GitHub - logannye/emsqrt: Process any data size with a fixed, small memory footprint. EM-√ is an external-memory ETL/log processing engine with hard peak-RAM guarantees. Unlike traditional systems that "try" to stay within memory limits, EM-√ enforces a strict memory cap, enabling you to process arbitrarily large datasets using small memory footprints.

EM-√ (EM-Sqrt): External-Memory ETL Engine

Process any dataset size with a fixed, small memory footprint.

EM-√ is an external-memory ETL/log processing engine with hard peak-RAM guarantees. Unlike traditional systems that "try" to stay within memory limits, EM-√ enforces a strict memory cap, enabling you to process arbitrarily large datasets using small memory footprints.

Key Features

Hard Memory Guarantees: Never exceeds the configured memory cap (default 512MB). All allocations are tracked via RAII guards.
External-Memory Operators: Sort, join, and aggregate operations automatically spill to disk when memory limits are hit.
Tree Evaluation (TE) Scheduling: Principled execution schedule that decomposes plans into blocks with bounded fan-in to control peak memory.
Cloud-Ready: Spill segments support local filesystem with checksums and compression.
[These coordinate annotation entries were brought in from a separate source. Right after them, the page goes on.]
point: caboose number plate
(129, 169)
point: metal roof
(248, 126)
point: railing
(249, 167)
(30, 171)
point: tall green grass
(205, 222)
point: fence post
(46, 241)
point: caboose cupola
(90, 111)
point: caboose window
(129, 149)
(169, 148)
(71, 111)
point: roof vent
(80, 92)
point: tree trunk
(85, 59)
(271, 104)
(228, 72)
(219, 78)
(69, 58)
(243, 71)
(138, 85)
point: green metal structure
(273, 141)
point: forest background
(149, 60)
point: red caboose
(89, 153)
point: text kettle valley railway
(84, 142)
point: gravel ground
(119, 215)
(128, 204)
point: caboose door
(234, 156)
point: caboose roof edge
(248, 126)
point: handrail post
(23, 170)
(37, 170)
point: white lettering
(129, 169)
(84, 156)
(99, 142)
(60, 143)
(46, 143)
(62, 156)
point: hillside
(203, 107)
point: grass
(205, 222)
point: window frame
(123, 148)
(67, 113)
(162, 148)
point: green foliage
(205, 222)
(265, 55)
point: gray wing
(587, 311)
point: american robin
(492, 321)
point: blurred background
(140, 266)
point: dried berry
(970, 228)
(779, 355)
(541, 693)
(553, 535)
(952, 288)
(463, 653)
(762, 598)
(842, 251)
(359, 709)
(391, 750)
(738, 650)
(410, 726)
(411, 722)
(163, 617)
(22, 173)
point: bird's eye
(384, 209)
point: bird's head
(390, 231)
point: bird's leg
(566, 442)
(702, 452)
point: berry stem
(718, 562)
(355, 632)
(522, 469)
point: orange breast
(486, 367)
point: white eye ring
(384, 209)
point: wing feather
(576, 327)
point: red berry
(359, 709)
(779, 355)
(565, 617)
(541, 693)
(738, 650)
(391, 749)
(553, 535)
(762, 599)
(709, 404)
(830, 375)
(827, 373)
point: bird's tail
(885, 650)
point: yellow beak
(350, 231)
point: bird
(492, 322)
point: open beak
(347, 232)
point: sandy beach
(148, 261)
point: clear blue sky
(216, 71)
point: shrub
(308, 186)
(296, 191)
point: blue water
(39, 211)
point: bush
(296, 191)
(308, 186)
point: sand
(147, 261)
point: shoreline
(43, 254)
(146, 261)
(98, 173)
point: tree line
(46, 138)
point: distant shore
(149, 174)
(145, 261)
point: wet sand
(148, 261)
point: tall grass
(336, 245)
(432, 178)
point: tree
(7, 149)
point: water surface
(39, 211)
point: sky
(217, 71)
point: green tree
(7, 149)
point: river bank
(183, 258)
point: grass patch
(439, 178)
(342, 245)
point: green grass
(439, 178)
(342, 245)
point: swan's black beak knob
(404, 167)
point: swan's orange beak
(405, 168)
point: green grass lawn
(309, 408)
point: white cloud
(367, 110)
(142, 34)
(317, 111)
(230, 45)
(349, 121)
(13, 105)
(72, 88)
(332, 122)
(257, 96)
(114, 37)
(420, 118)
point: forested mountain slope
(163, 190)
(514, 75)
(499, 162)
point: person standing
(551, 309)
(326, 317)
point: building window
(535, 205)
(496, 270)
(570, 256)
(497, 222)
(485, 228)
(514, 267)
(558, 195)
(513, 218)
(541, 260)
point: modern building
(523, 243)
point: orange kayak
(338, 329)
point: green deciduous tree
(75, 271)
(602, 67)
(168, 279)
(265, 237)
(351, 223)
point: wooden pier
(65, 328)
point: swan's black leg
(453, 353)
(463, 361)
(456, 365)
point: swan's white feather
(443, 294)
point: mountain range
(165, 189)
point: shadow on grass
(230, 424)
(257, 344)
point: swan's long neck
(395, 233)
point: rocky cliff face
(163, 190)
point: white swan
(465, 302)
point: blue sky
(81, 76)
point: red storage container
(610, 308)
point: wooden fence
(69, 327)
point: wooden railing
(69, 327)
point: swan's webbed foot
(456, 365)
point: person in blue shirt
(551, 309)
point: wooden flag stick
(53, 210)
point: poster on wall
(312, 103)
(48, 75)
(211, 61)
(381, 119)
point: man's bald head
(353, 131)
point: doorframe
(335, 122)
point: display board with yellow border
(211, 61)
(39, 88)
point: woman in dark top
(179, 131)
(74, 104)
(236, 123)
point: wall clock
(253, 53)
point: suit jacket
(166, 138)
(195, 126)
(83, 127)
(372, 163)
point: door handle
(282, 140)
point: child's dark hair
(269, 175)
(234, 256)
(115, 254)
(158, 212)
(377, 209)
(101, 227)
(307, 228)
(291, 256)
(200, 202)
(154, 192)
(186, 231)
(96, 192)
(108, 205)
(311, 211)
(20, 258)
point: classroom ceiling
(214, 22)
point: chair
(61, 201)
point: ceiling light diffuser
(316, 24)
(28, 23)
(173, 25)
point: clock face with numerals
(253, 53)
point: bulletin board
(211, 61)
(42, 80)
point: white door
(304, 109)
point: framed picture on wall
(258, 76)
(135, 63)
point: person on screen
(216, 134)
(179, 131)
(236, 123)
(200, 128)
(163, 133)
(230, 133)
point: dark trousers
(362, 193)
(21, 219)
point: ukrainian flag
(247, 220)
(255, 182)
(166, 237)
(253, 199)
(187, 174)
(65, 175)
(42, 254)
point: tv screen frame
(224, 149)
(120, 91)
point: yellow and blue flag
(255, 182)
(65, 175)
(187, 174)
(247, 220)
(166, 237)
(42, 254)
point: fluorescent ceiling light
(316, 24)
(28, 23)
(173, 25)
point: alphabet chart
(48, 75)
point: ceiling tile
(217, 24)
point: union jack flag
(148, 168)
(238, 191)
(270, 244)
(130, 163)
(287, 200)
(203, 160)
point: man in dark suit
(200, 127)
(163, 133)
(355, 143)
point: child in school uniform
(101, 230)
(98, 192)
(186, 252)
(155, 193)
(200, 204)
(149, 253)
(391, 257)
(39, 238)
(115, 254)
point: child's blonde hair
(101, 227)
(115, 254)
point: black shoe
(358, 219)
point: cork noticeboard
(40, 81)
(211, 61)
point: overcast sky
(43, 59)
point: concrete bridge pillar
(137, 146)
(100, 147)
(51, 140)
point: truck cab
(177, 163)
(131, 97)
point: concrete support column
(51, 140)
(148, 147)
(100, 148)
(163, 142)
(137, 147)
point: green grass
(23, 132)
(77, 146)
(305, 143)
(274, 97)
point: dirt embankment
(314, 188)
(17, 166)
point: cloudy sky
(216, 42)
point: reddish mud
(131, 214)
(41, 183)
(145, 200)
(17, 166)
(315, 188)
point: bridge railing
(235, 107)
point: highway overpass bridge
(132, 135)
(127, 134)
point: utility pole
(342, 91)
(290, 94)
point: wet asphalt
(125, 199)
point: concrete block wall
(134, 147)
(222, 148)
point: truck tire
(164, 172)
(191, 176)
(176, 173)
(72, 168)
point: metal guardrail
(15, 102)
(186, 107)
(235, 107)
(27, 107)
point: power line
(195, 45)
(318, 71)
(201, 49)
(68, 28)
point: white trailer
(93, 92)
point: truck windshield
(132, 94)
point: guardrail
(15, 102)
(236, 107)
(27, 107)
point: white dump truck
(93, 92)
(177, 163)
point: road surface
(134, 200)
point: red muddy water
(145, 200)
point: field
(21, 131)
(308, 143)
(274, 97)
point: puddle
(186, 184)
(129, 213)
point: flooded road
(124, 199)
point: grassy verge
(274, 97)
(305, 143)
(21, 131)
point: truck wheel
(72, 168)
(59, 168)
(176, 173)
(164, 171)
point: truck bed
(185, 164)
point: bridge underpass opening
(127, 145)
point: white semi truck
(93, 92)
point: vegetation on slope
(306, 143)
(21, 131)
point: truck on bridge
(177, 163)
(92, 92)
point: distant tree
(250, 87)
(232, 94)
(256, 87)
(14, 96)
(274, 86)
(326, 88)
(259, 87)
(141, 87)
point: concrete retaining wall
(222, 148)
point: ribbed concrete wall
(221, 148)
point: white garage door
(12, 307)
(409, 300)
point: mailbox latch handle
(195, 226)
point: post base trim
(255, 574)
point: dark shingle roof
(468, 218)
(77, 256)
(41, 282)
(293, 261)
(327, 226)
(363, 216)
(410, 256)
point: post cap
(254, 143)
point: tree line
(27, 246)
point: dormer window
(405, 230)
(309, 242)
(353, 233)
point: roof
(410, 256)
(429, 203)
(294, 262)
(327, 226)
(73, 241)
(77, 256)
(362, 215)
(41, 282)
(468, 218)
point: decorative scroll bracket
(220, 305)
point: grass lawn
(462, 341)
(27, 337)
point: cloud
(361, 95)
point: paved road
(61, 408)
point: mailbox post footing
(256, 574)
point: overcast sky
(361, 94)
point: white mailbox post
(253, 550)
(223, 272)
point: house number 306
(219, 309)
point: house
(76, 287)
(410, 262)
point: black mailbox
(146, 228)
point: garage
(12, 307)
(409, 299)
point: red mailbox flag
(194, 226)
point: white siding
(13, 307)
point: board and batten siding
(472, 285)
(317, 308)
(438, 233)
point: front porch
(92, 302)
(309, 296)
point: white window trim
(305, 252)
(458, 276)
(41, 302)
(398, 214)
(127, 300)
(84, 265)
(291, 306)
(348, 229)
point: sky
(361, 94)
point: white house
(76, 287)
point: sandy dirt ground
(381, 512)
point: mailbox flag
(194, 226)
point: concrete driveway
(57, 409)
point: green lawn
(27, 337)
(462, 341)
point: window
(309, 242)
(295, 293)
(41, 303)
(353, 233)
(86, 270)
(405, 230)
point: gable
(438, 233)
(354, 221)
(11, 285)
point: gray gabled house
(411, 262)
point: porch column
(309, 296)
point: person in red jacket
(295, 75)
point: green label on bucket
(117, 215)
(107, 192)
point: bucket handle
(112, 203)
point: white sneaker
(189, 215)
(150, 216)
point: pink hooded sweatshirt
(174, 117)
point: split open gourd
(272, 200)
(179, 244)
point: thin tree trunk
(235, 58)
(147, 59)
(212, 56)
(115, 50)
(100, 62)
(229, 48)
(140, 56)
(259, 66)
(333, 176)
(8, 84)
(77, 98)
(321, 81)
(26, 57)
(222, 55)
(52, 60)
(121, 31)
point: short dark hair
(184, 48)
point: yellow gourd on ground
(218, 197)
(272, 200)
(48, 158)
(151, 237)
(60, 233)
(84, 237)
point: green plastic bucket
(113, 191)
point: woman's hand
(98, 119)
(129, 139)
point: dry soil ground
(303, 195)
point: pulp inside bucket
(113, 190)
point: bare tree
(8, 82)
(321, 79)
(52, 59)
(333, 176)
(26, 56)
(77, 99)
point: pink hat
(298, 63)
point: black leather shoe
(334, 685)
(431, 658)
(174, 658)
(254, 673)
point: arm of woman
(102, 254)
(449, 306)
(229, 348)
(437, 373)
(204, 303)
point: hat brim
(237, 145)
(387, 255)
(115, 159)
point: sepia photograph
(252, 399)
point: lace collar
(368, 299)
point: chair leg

S3 and GCS adapters are planned.
Pluggable Spill Storage: Point spills at local paths or cloud object stores (S3, GCS, Azure) with retry/backoff controls.
Parquet Support: Native columnar Parquet I/O with Arrow integration (optional --features parquet).
Grace Hash Join: Automatic partition-based hash join for datasets exceeding memory limits.
Deterministic Execution: Stable plan hashing for reproducibility and auditability.
Memory-Constrained Environments: Designed for edge computing, serverless, embedded systems, and containerized deployments.

Quick Start

Installation

# Clone the repository
git clone https://github.com/logannye/emsqrt.git
cd emsqrt

# Build the project
cargo build --release

# Run tests
cargo test

Basic Usage

Programmatic API

use emsqrt_core::schema::{Field, DataType, Schema};
use emsqrt_core::dag::LogicalPlan as L;
use emsqrt_core::config::EngineConfig;
use emsqrt_planner::{rules, lower_to_physical, estimate_work};
use emsqrt_te::plan_te;
use emsqrt_exec::Engine;

// Define your schema
let schema = Schema {
    fields: vec![
        Field::new("id", DataType::Int64, false),
        Field::new("name", DataType::Utf8, false),
        Field::new("age", DataType::Int64, false),
    ],
};

// Build a logical plan: scan → filter → project → sink
let scan = L::Scan {
    source: "file:///path/to/input.csv".to_string(),
    schema: schema.clone(),
};

let filter = L::Filter {
    input: Box::new(scan),
    expr: "age > 25".to_string(),
};

let project = L::Project {
    input: Box::new(filter),
    columns: vec!["name".to_string(), "age".to_string()],
};

let sink = L::Sink {
    input: Box::new(project),
    destination: "file:///path/to/output.csv".to_string(),
    format: "csv".to_string(),
};

// Optimize and execute
let optimized = rules::optimize(sink);
let phys_prog = lower_to_physical(&optimized);
let work = estimate_work(&optimized, None);
let te = plan_te(&phys_prog.plan, &work, 512 * 1024 * 1024)?; // 512MB memory cap

// Configure and run
let mut config = EngineConfig::default();
config.mem_cap_bytes = 512 * 1024 * 1024; // 512MB
config.spill_dir = "/tmp/emsqrt-spill".to_string();

let mut engine = Engine::new(config).expect("engine initialization");
let manifest = engine.run(&phys_prog, &te)?;

println!("Execution completed in {}ms", manifest.finished_ms - manifest.started_ms);

YAML DSL

The YAML DSL supports linear pipelines with the following operators:

steps:
  - op: scan
    source: "data/logs.csv"
    schema:
      - { name: "ts", type: "Utf8", nullable: false }
      - { name: "uid", type: "Utf8", nullable: false }
      - { name: "amount", type: "Float64", nullable: true }
  
  - op: filter
    expr: "amount > 1000"
  
  - op: project
    columns: ["ts", "uid", "amount"]
  
  - op: sink
    destination: "results/filtered.csv"
    format: "csv"  # or "parquet" (requires --features parquet)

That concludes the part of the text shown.